The woman looked up gratefully. “Thank you, apostle!”
“Keep up the good work!” Teragdor said with a nod as he pulled back, turning around and flipping his mace back up into his hand.
CRACK went his mace, glancing off a ghoul’s head this time. He shoved with his shield and the ghoul went tumbling over the wall to the inside court. Teragdor winced slightly. He had no problem with making zombie mush, but ghoulash was different. Ghouls were infected, diseased mortals; aside from their horrible hunger, they were actually intelligent people. Falling to one’s death like that was not a particularly honorable way to die. Not how he would normally want to defeat, or kill, his opponent.
He suspected however, that such a sentiment came from his mother’s side. He doubted too many orcs had such moral qualms. Of course, that could be the ingrained racism of the Church in Astlan. Orcs were not held in that high regard in the Astlanian Church of Tiernon, unlike here. Having been raised among humans, he had internalized many of those prejudices. Only here in Nysegard could he stand side by side with half-orcs, humans and orcs and see them all as individuals and not preconceived caricatures.

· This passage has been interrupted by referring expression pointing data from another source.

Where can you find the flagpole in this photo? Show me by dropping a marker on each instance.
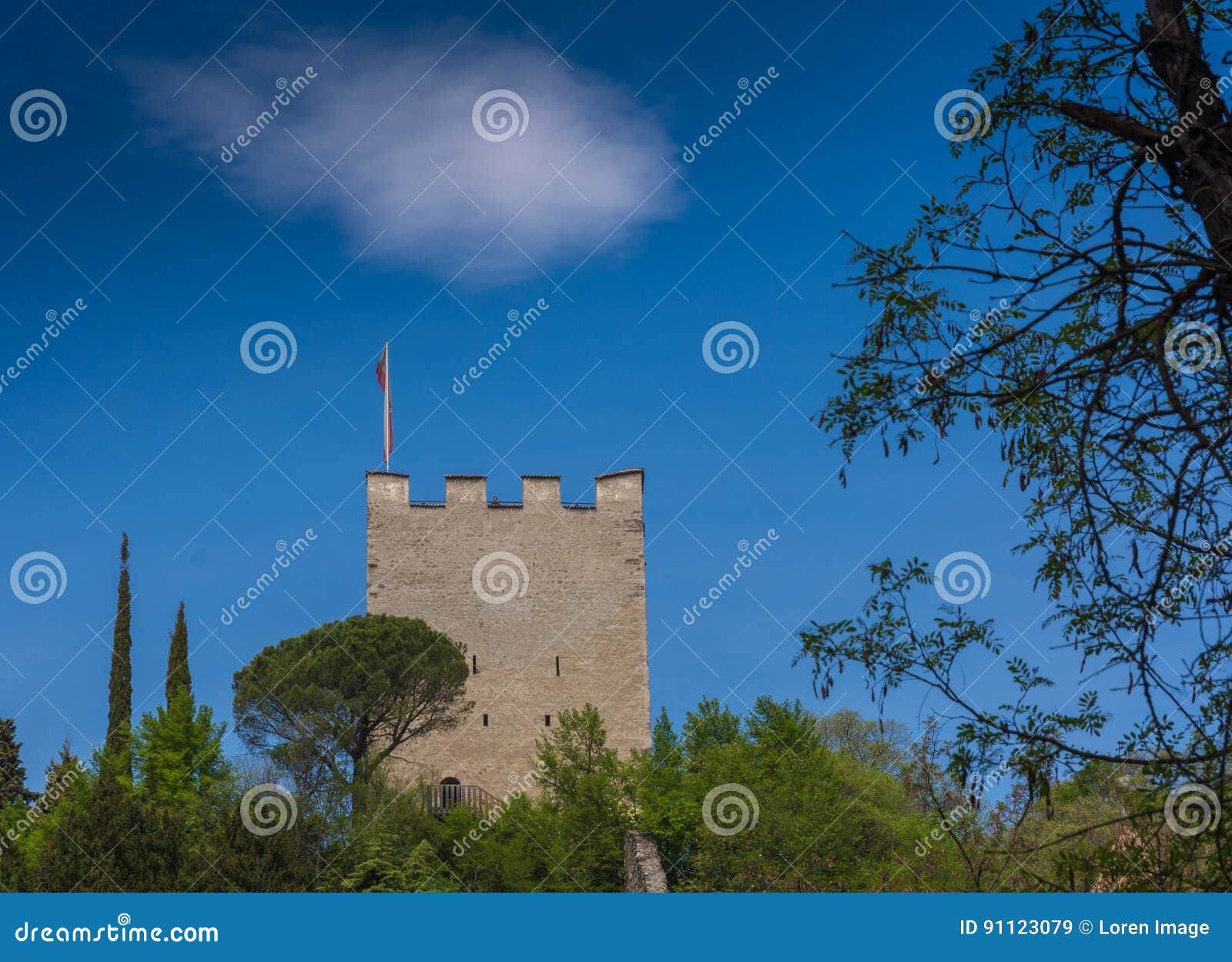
(388, 404)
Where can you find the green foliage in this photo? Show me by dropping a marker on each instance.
(178, 675)
(12, 773)
(1072, 298)
(178, 752)
(768, 806)
(333, 703)
(120, 685)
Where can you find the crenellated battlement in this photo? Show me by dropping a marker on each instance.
(548, 599)
(615, 491)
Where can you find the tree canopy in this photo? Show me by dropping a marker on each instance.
(333, 703)
(1072, 300)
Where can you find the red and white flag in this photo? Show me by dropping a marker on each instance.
(383, 380)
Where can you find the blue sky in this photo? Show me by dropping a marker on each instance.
(142, 417)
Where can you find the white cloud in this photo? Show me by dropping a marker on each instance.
(397, 116)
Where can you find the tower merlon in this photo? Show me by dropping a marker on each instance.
(619, 491)
(466, 491)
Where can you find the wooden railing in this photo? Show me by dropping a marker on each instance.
(444, 797)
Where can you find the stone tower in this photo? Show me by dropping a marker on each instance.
(548, 599)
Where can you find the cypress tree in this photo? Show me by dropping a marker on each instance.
(12, 773)
(178, 675)
(62, 771)
(120, 688)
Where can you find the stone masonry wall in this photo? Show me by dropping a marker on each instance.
(644, 867)
(550, 602)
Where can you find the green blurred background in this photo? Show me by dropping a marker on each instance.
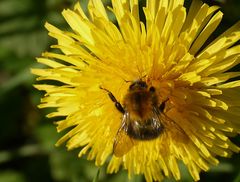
(27, 138)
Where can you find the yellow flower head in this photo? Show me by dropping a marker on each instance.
(145, 95)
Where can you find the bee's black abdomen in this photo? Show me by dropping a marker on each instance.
(148, 131)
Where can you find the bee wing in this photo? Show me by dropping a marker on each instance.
(122, 143)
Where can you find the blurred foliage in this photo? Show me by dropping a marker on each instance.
(27, 138)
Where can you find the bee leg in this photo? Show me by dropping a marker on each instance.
(162, 106)
(117, 104)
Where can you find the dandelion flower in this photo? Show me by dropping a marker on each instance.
(166, 51)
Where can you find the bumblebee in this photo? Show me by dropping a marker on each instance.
(142, 116)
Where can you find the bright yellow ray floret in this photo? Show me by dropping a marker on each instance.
(167, 53)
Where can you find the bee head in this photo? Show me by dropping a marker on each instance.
(138, 85)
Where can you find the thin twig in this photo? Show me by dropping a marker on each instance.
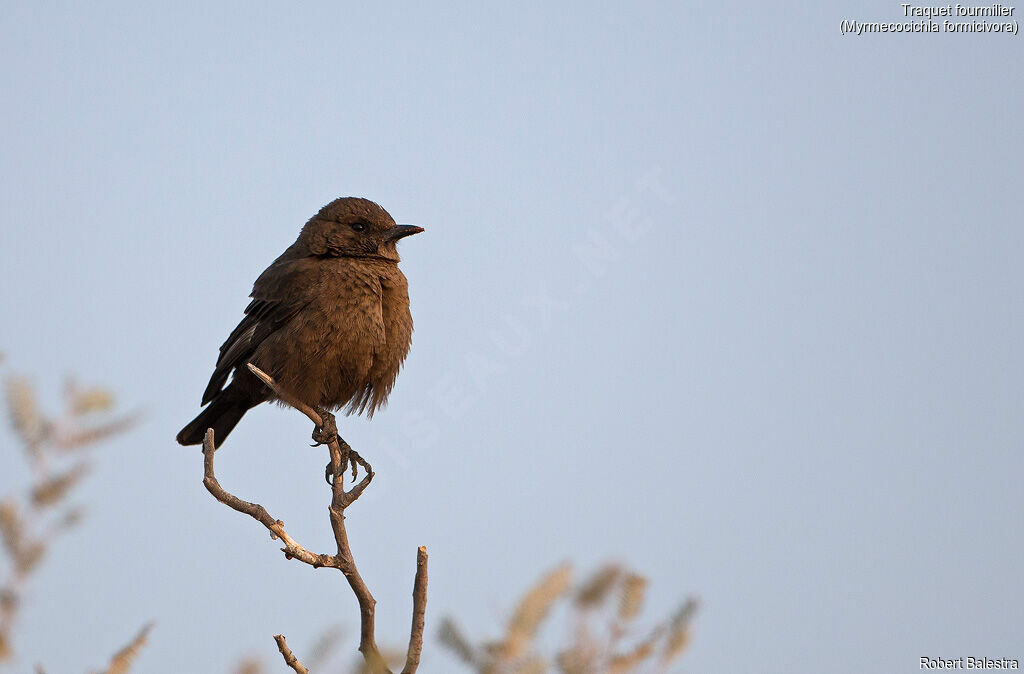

CRUNCH went his mace into another zombie skull. Zombies, on the other hand, were pretty much exactly what he’d always thought they’d be like. Only the putrid smell had he not counted on. No one had ever told him how truly horrible rotting zombie organs and flesh smelled.
“The seventeenth regiment, under Flora, shall be responsible our ground and tunnel defense here at Doom,” Arg-nargoloth noted, gesturing on the map table to the ground entrances to Doom. “Tar Roth Non is reporting that all the hydra hounds that survived Lord Tommus here are fully regenerated and ready to eat anyone entering the tunnels.”
“Sorry about that,” Tom said. He really did feel guilty for the havoc his party had wreaked upon the hydra hounds, who had just been doing their jobs.
Arg-nargoloth chuckled, shaking his head. “Don’t be; I am exaggerating. All of the hounds actually survived. This is the Abyss, after all. The ones you brained so they could not sprout new heads are just taking longer to regenerate. They should be ready for combat in a few more weeks. Anyway, we still have over a thousand hounds ready for combat.”
“The tenth is ready for Doom air support,” Zog Darthelm reported. “We have gotten three new gravity canons online and the plasma infantry are now at their defensive stations.”
Tom shook his head. “I wish we could use those plasma rifles in Nysegard. I suspect they would work quite well on Unlife.”